My husband and I talk a lot about defining success, pursuing meaningful work, growthful work, gainful work; balancing commitments and practicality with our “bohemian” priorities like freedom for travel and creativity. And when we talk about kids and education, we swear we won’t send them to art school!
So, I didn’t go to Yale, or make a start-up, or invent something game-changing, or earn six figures doing anything. Nor have I swung the other way! I don’t have a beautiful farm in the woods and a bunch of naked babies… I live with Josh and our two cats in an apartment, and I am incredibly average! I keep operating on an internal compass towards personal meaning, love, responsibility, inspiration and curiosity.
The thing about the pursuit of happiness is that it’s a slippery goal. Every time you get somewhere, the ground shifts, and things rearrange, and you gotta keep moving, all the time!
Maybe my cousin will fare better.
Seems to me you’re faring just fine! I agree with you that for most the 20’s are a time of searching.
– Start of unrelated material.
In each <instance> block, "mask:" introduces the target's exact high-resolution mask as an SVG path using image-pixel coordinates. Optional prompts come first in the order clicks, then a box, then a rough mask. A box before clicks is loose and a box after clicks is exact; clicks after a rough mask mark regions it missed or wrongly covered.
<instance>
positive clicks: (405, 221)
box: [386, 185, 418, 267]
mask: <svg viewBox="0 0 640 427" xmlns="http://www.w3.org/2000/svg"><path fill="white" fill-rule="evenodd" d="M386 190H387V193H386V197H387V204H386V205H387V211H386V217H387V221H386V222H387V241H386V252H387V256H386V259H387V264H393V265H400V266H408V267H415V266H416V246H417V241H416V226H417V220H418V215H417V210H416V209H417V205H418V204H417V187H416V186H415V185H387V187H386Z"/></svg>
I wanted to thank you for writing this. Although I appreciate hearing the stories of the incredibly “successful” unschoolers and drop-outs that made millions, etc., and those are good stories to share with others, those stories make me squirm at least a little. It feels as if we’re saying that every unschooler should grow up to be huge and well-known. When in truth all I want for our son is for him to enjoy life and learning, and feel he has the power to follow any dream. Monetary and commercial success does not equal happiness.